根絶された「おとり」物件
私が不動産業界に入った約20年前、不動産情報誌でめぼしい物件を見つけたお客さまが業者の店舗を訪れると、その時点で物件はもう借り手が決まっていた、という状況は少なからずありました。
当時はまだインターネットが普及しはじめたばかりで、主流は賃貸不動産の情報誌。月刊誌の場合、本が出てから次の本で情報が更新されるまで1カ月間の間隔があり、その間で情報が古くなってしまうことは避けられませんでした。
また、契約を結んだ物件については速やかに掲載停止の手続きを取り、情報の正確性を維持するというルールも、業界全体で徹底されているとは言えませんでした。
これらは「結果的に」物件の情報が古くなってしまった状況ですが、それより前、とくに大都市圏では、あまりに好条件で存在するとは思えない物件が、いわば「おとり」として不動産情報誌に掲載されることもあったと聞いています。

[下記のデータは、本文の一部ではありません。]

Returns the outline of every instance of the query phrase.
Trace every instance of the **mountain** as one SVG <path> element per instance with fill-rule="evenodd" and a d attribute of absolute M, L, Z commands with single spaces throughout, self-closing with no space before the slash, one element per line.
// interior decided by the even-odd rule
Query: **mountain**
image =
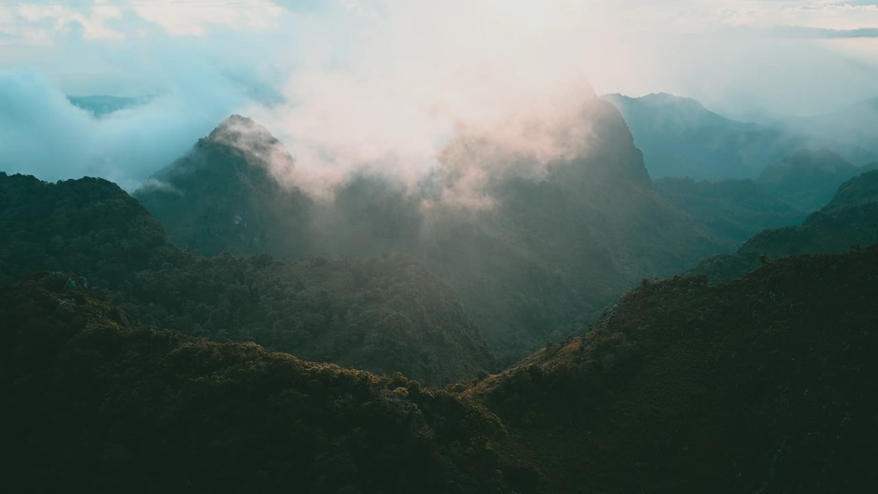
<path fill-rule="evenodd" d="M 717 182 L 660 178 L 655 181 L 655 189 L 732 245 L 740 245 L 762 229 L 801 223 L 805 218 L 803 210 L 750 178 Z"/>
<path fill-rule="evenodd" d="M 793 132 L 822 135 L 878 153 L 878 98 L 821 115 L 787 118 L 781 125 Z"/>
<path fill-rule="evenodd" d="M 254 144 L 233 146 L 243 133 Z M 134 197 L 174 243 L 205 255 L 260 253 L 282 244 L 294 258 L 306 257 L 313 205 L 271 177 L 267 153 L 277 144 L 265 127 L 233 115 Z M 280 158 L 291 164 L 288 153 Z"/>
<path fill-rule="evenodd" d="M 653 178 L 755 178 L 766 166 L 806 148 L 831 149 L 857 165 L 878 159 L 878 151 L 835 142 L 824 134 L 727 119 L 694 99 L 666 93 L 602 98 L 622 112 Z"/>
<path fill-rule="evenodd" d="M 832 198 L 838 185 L 860 171 L 830 150 L 802 149 L 766 166 L 757 183 L 772 195 L 800 209 L 814 211 Z"/>
<path fill-rule="evenodd" d="M 136 320 L 445 384 L 493 367 L 453 290 L 414 259 L 209 258 L 118 185 L 0 173 L 0 283 L 73 271 Z"/>
<path fill-rule="evenodd" d="M 843 184 L 835 197 L 801 226 L 763 230 L 731 255 L 708 258 L 690 272 L 728 280 L 787 256 L 844 252 L 878 243 L 878 171 Z"/>
<path fill-rule="evenodd" d="M 536 165 L 465 133 L 449 144 L 438 169 L 414 190 L 361 174 L 328 200 L 304 201 L 290 186 L 278 197 L 276 185 L 266 185 L 263 193 L 263 185 L 255 187 L 247 178 L 262 177 L 266 160 L 247 149 L 259 142 L 284 162 L 290 153 L 258 130 L 244 146 L 236 140 L 211 142 L 226 147 L 212 154 L 201 153 L 205 143 L 199 142 L 194 153 L 206 161 L 196 171 L 187 171 L 184 159 L 157 177 L 169 192 L 144 190 L 134 196 L 181 244 L 219 241 L 203 247 L 209 252 L 227 249 L 283 258 L 411 255 L 454 288 L 500 360 L 512 362 L 575 331 L 644 276 L 673 274 L 723 251 L 715 236 L 652 189 L 642 154 L 615 107 L 595 99 L 582 108 L 581 118 L 592 129 L 584 152 L 548 163 L 538 178 L 488 173 L 480 191 L 493 200 L 487 207 L 442 198 L 459 192 L 455 177 L 488 167 L 491 160 L 519 160 L 501 170 Z M 223 132 L 223 126 L 215 132 Z M 231 161 L 255 171 L 228 173 Z M 213 189 L 234 206 L 218 205 L 216 197 L 203 192 Z M 284 205 L 283 214 L 272 210 L 276 204 Z M 264 242 L 243 243 L 226 233 L 240 210 L 249 211 L 241 216 L 273 218 L 247 222 L 249 237 Z M 254 229 L 253 224 L 259 226 Z M 272 229 L 299 236 L 285 241 Z"/>
<path fill-rule="evenodd" d="M 533 467 L 522 492 L 866 491 L 875 272 L 878 246 L 718 286 L 644 280 L 585 335 L 458 389 L 506 425 L 494 448 Z"/>
<path fill-rule="evenodd" d="M 147 328 L 76 273 L 0 287 L 17 492 L 511 492 L 489 412 L 400 374 Z"/>
<path fill-rule="evenodd" d="M 148 103 L 151 99 L 149 97 L 121 98 L 107 95 L 68 96 L 67 98 L 74 106 L 85 110 L 97 118 Z"/>

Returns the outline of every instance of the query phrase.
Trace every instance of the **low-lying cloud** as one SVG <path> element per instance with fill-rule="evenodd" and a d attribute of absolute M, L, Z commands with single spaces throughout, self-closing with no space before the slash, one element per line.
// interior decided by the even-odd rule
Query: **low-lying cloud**
<path fill-rule="evenodd" d="M 190 89 L 96 118 L 42 76 L 0 72 L 0 171 L 103 177 L 133 190 L 245 104 L 222 84 Z"/>

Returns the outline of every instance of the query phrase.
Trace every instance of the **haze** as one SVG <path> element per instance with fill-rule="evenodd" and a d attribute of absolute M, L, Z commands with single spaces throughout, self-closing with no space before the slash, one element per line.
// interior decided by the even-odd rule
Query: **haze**
<path fill-rule="evenodd" d="M 539 164 L 596 94 L 765 120 L 874 97 L 875 25 L 878 3 L 826 0 L 4 3 L 0 169 L 133 190 L 231 113 L 315 194 L 361 169 L 416 182 L 462 129 Z M 103 117 L 65 98 L 102 94 L 154 98 Z"/>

一方、この時代にネットで理想の条件に合う物件を見つけて不動産業者に電話した人が、「その物件はもうありません」と告げられることはまずないでしょう。以前とは比較にならないほど、業界全体でコンプライアンスの意識が高まっているためです。
不動産ポータルサイトには登録した情報が即時に反映されることから、「次の出版日までに修正すればいい」などと悠長なことは言っていられません。万一、掲載されている物件がすでに契約済だったり、実在しなかったりする場合、利用者から苦情を聞いたサイトの運営企業から問い合わせが入ります。同業他社が通報することもあります。
きちんとした対応ができなかったり、同様の事態が繰り返されたりするようなら、掲載を一定期間停止される可能性もあります。ネットで部屋を探すのが当たり前になっているこの時代、掲載停止は事実上の「営業停止」となります。
このため、不動産業者側も、掲載情報が実際の物件の情報と合致し、契約した物件の情報をすぐにサイトから抹消するよう、細心の注意を払っています。
不動産情報誌の内容が正確でないというかつての状態が、部屋を探す人、借りる人にとり不利だったのはいうまでもありません。まじめに商売している業者、大家さんが損を強いられることもあったはずです。
スピーディーに正確な情報を共有できる、ネットを使った現在のしくみが普及するのは、歴史の必然だったのかもしれません。